The Undercover Architect: storage

Tuesday, 24 June 2014

An Englishman in New York...

...or an idiot abroad; i'll let you decide.

Anyhoo, just got back from a whistle stop tour of Toronto and New York, and familiarising myself with the subtle differences between us English speaking nations: "It's the little differences... Do you know what they call a Quarter Pounder with cheese?", "Royale with Cheese!".

Despite the general lack of sleep, overeating and drinking, through excessive coffee consumption I did manage to get quite a lot crammed into my 5 days.

Met some really smart guys from Apprenda, who have a very interesting offerings in the PaaS space. In particular their private PaaS solution addresses a lot of the underlying problems in IT organisations: i.e. from being infrastructure centric.
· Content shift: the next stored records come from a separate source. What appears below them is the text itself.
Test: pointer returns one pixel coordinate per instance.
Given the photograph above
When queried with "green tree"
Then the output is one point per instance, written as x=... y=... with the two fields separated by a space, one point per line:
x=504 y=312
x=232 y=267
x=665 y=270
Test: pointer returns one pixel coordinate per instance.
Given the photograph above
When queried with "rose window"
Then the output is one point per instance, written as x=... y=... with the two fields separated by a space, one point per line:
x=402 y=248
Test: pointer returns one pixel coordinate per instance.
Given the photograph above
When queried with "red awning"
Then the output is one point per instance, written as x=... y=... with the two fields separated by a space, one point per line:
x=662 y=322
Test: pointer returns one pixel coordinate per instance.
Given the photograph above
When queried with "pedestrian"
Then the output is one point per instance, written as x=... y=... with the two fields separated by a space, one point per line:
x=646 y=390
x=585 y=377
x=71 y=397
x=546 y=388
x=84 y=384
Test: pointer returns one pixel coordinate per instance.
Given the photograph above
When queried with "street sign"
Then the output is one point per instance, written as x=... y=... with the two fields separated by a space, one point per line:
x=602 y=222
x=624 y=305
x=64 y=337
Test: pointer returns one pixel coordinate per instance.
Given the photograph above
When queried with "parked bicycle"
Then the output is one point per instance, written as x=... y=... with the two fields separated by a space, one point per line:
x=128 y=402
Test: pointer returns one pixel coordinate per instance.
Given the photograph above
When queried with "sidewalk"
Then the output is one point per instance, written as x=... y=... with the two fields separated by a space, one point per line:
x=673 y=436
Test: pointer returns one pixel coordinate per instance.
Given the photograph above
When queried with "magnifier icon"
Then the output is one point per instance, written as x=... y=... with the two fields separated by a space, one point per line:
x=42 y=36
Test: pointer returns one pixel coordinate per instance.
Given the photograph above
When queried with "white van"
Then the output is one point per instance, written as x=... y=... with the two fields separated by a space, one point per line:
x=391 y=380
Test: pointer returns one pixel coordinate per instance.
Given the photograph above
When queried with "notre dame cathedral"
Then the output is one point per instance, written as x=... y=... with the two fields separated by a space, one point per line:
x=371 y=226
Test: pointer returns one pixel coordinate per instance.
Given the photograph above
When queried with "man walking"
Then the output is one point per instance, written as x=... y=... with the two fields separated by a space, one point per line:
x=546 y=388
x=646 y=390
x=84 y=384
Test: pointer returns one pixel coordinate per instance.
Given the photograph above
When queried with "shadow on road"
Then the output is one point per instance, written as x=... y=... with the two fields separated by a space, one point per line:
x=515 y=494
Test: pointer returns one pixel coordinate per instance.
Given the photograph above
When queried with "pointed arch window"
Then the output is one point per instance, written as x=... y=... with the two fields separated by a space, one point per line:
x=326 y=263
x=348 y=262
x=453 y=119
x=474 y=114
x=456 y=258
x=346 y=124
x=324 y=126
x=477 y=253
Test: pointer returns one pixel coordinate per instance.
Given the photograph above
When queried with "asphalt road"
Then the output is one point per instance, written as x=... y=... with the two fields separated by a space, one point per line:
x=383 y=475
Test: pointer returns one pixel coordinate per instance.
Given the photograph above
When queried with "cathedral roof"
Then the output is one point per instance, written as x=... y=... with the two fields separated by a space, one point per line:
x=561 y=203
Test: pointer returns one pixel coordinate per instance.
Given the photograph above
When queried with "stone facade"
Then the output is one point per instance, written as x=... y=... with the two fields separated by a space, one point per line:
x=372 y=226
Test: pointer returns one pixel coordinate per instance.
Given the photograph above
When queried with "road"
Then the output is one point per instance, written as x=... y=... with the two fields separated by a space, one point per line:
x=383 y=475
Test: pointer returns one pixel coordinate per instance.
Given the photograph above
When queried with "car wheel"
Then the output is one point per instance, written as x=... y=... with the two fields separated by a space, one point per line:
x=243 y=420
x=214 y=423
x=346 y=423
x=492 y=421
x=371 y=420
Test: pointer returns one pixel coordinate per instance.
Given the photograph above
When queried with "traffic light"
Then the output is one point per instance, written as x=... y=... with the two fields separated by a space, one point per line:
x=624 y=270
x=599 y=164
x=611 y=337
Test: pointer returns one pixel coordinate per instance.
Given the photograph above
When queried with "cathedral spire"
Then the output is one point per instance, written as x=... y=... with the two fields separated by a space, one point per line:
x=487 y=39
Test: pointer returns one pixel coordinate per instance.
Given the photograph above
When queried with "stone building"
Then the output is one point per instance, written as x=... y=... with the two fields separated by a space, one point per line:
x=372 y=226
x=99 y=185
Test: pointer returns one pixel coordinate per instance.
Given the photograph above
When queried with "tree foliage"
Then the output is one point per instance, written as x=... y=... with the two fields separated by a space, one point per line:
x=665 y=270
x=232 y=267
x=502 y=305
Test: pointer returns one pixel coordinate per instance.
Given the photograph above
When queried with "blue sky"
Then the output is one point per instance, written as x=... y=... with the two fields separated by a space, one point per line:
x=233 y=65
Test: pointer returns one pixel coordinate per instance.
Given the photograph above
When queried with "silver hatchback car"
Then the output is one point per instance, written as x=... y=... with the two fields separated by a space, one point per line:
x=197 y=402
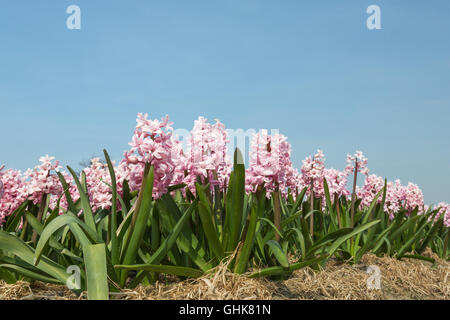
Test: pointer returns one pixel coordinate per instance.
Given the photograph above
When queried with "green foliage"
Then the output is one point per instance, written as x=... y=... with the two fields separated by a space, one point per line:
x=187 y=235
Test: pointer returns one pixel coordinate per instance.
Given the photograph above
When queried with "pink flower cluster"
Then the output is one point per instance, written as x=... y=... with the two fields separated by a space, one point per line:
x=270 y=164
x=443 y=210
x=208 y=157
x=152 y=143
x=13 y=192
x=42 y=180
x=398 y=196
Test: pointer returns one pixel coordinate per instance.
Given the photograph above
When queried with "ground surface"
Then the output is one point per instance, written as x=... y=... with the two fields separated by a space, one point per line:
x=405 y=279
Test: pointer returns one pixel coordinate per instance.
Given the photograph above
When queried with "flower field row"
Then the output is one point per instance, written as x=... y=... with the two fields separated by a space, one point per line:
x=166 y=210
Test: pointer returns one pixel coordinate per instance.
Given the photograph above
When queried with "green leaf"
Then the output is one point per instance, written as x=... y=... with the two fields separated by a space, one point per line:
x=235 y=205
x=278 y=252
x=139 y=221
x=17 y=247
x=344 y=238
x=84 y=198
x=207 y=223
x=96 y=272
x=174 y=270
x=113 y=214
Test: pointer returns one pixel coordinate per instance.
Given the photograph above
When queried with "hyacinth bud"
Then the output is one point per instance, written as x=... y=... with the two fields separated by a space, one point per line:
x=270 y=164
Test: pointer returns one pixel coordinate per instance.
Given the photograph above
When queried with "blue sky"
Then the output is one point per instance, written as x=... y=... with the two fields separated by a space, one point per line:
x=310 y=68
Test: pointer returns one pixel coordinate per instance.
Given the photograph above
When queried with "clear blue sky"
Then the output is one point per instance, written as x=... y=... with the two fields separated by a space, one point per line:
x=310 y=68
They stitch together the infrastructure into a grid using their peer-to-peer fabric, which creates some interesting options in managing message flow.

Their approach enables development resources to focus on the job at hand: write code, and pushes the configuration and service level management to the platform. One thing I really liked is that they've managed to use containers not only on Linux, but also Windows...

It looks very slick, and for web apps it's a no brainer, but my challenge is that I face is a legacy of mid-range and mainframe apps, and all the [cultural] baggage that comes along with that... Any thoughts as to how to start the transition?

I also spent some time talking to the Hadoop distro vendor MapR to bounce around my IT Operations Analytics concept I'm trying to get some traction on. They also have a really interesting offering, though their marketing has let them down up to now. Basically their approach is not to champion particular products within the Hadoop ecosystem, rather they will support anything on top of their MapR-FS file system.

With MapR-FS they've basically ripped out HDFS and replaced with a file system that addresses some of the key issues in HDFS, yet still support the HDFS APIs:

The NameNode is a bottle neck
Start times on a NameNode recovery are lengthy
Lack of POSIX compliance
Supporting legacy UNIX/Linux apps
Small files support

You can find out more on their architect at the website, but the inclusion of an NFS server really helps get data into Hadoop, and as we are finding, the sooner we can start storing data the more we have once we work out what we're going to do with it ;-). They also have a tonne of NetApp like snapshot and replication tools, which is no surprise given their CTO is ex-NetApp.

I'm about to start kicking the tyres with MapR, so will report back once I have a bit more experience, but I'm impressed with what I've seen thus far.

Signing off.

~~Sting~~, sorry Alex.

Tuesday, 25 March 2014

Can we really store everything forever?

There seems to be a growing expectation within organisations that we store every piece of data forever. If ever I raise retention policies, particularly with legal or compliance teams, the response is that we need to store data forever. Whilst I understand that some data is required to be kept in legal hold, do we need to really store everything forever? And sometimes, there could be a risk in keeping records beyond the date required by the regulators... On the flip side, in the world of Big Data we may not know that a piece of data is valuable yet?

So the challenge is that archived data takes up valuable space in an organisations data centre, and is typically not used for revenue generating purposes. It may allow a business to operate: think regulatory data, but the business doesn't make money from it, or doesn't yet... So, it's a pure bottom line cost, a cost that need to be minimised as much as possible to increase P&L. I like to call this type of data Write-Once-Read-Rarely, or cold storage.

Historically, long term archive meant magnetic tape. Tape is still the highest density storage media, but the challenge with tape is that is degrades, so ensuring data integrity is a challenge, particularly for data with long retention periods. Managing the tape pool becomes a full time job, and remember that this is a non-revenue generating post. Whilst disk is not as dense as tape, data integrity can be provided via software: parity, check-sums, continual checking. A lot of organisations have gone to pure disk storage solutions for archive and backup. One of the other benefits of disk is also faster data retrieval times.

There is another type of storage that can slot into an information life-cycle management (ILM) strategy, and that is cloud storage. The interesting thing with cloud is that the funding model typically changes from CapEx to OpEx, so it's pay-per-use, and it plays to my earlier point about non-revenue generating infrastructure: i.e. outsource it to a utility provider. Obviously there are the usual cloud concerns: security, legal, mobility etc, but if you can put in place compensating controls, the value proposition is compelling.

Not all data types are suitable for storing in the cloud: there may be regulatory or jurisdiction constraints that mandate where data is at rest. So I think we need some form of hybrid cloud storage: a mix of on and off premise storage, where the requirements and constraints dictate where the data is placed as a part of the life-cycle management. The end goal is to ensure the cost back to the business is kept as low as possible, and a company's resources are used for driving up revenue.